In recent years we have seen lots of strong work in visual recognition, dialogue interpretation and multi-modal learning that is targeted at provide the building blocks to enable intelligent robots to interact with humans in a meaningful way and even continuously evolve during this process. Building systems that unify those components under a common architecture has turned out to be challenging, as each approach comes with it's own set of assumptions, restrictions, and implications. For example, the impact of recent progress on visual category recognition has been limited from a perspective of interactive systems. Reasons for this are diverse. We identify and address two major challenges in order to integrate modern techniques for visual categorization in an interactive learning system: reducing the number of required labelled training examples and dealing with potentially erroneous input. Today's object categorization methods use either supervised or unsupervised training methods. While supervised methods tend to produce more accurate results, unsupervised methods are highly attractive due to their potential to use far more and unlabeled training data.
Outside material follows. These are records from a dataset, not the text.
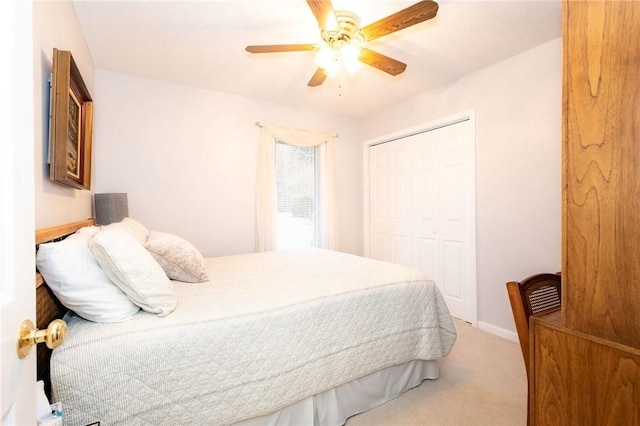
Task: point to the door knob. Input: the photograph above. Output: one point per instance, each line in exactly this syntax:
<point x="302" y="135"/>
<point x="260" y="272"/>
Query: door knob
<point x="29" y="336"/>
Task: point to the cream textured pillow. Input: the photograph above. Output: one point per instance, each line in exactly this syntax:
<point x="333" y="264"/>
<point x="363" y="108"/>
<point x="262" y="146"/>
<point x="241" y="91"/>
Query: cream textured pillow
<point x="133" y="269"/>
<point x="74" y="276"/>
<point x="180" y="259"/>
<point x="131" y="227"/>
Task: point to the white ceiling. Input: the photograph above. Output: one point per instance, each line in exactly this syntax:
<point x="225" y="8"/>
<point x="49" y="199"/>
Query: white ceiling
<point x="201" y="43"/>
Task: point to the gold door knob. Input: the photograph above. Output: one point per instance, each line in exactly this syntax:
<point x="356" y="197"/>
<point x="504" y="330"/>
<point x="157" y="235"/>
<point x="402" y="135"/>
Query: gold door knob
<point x="29" y="336"/>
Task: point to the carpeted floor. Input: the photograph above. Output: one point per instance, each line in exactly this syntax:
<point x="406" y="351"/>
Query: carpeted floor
<point x="482" y="382"/>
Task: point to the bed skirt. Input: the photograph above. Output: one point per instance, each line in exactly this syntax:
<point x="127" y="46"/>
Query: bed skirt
<point x="334" y="406"/>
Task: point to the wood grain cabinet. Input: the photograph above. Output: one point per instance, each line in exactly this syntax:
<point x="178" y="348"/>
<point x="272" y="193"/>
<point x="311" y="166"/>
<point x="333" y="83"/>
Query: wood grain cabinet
<point x="586" y="371"/>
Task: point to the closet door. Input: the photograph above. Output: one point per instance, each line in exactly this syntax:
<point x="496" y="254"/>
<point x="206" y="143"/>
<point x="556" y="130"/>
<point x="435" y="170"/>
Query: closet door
<point x="422" y="209"/>
<point x="390" y="197"/>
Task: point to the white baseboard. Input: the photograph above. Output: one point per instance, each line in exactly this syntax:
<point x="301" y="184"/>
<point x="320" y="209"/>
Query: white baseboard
<point x="490" y="328"/>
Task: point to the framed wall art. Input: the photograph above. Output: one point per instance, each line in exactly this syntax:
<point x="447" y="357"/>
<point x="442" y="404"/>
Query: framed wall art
<point x="71" y="124"/>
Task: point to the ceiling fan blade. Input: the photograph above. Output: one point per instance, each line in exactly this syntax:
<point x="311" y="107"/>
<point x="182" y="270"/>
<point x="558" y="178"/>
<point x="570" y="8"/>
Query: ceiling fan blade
<point x="270" y="48"/>
<point x="412" y="15"/>
<point x="318" y="78"/>
<point x="323" y="11"/>
<point x="382" y="62"/>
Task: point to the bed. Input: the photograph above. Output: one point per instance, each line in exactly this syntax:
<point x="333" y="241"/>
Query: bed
<point x="285" y="337"/>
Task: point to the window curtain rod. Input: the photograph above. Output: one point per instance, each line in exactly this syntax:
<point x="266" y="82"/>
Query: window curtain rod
<point x="259" y="124"/>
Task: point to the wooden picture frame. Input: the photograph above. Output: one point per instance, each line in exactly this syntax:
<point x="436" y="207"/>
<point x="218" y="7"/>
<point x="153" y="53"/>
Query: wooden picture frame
<point x="71" y="124"/>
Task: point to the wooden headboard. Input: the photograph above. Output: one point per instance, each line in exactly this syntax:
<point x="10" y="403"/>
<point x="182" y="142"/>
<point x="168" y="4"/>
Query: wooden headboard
<point x="48" y="307"/>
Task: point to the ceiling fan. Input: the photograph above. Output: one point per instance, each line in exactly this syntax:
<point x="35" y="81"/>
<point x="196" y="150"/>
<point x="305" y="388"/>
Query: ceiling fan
<point x="343" y="40"/>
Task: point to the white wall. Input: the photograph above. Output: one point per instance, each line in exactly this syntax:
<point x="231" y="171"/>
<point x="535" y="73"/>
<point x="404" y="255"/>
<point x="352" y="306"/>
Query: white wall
<point x="186" y="156"/>
<point x="187" y="159"/>
<point x="55" y="24"/>
<point x="518" y="167"/>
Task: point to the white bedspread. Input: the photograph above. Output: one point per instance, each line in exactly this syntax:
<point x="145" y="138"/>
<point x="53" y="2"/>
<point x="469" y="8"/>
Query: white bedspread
<point x="269" y="329"/>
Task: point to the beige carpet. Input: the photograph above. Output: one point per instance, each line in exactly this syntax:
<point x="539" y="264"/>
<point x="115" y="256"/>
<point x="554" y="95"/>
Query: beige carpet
<point x="482" y="382"/>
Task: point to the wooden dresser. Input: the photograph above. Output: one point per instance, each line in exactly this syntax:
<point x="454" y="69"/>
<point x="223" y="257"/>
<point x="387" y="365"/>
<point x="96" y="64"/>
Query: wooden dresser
<point x="586" y="370"/>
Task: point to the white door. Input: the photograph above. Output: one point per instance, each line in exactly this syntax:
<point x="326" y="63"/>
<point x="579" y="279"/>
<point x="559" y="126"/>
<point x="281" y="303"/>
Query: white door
<point x="444" y="214"/>
<point x="427" y="179"/>
<point x="390" y="204"/>
<point x="17" y="260"/>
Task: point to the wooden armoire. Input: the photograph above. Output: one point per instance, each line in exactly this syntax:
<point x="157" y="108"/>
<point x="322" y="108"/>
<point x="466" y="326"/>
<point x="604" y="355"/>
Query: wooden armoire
<point x="586" y="370"/>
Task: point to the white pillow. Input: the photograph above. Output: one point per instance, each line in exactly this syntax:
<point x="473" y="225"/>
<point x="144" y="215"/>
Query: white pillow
<point x="131" y="227"/>
<point x="133" y="269"/>
<point x="180" y="259"/>
<point x="74" y="276"/>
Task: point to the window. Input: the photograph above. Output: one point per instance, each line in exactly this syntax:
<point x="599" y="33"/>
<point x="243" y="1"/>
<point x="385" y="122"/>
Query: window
<point x="296" y="182"/>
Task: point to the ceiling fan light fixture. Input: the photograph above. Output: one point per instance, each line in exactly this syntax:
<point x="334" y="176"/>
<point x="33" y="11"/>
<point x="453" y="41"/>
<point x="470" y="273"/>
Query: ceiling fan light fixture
<point x="350" y="56"/>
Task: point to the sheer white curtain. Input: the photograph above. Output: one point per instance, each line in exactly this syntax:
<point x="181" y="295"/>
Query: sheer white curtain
<point x="266" y="194"/>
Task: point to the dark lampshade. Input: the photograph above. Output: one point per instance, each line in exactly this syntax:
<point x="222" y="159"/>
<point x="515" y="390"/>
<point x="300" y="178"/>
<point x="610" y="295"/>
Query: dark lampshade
<point x="110" y="208"/>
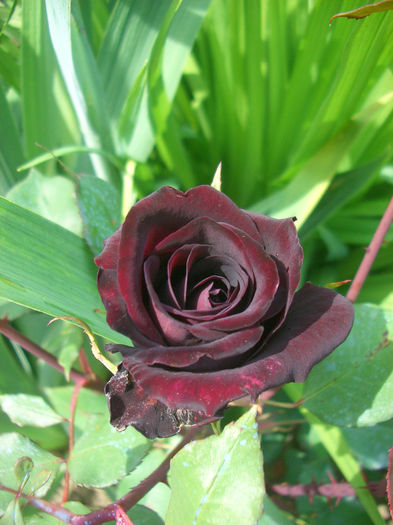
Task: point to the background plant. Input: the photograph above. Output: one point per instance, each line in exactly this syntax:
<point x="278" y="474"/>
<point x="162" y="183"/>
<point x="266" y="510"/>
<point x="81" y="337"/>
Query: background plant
<point x="134" y="95"/>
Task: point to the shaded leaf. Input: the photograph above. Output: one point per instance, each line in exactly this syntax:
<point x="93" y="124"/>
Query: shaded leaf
<point x="12" y="514"/>
<point x="22" y="468"/>
<point x="102" y="455"/>
<point x="100" y="207"/>
<point x="141" y="515"/>
<point x="12" y="446"/>
<point x="23" y="410"/>
<point x="52" y="197"/>
<point x="369" y="444"/>
<point x="354" y="385"/>
<point x="389" y="478"/>
<point x="273" y="515"/>
<point x="202" y="482"/>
We proposes a novel method that uses unsupervised training to obtain visual groupings of objects and a cross-modal learning scheme to overcome inherent limitations of purely unsupervised training. The method uses a unified and scale-invariant object representation that allows to handle labeled as well as unlabeled information in a coherent way. First experiments demonstrate the ability of the system to learn object category models from many unlabeled observations and a few dialogue interactions that can be ambiguous or even erroneous.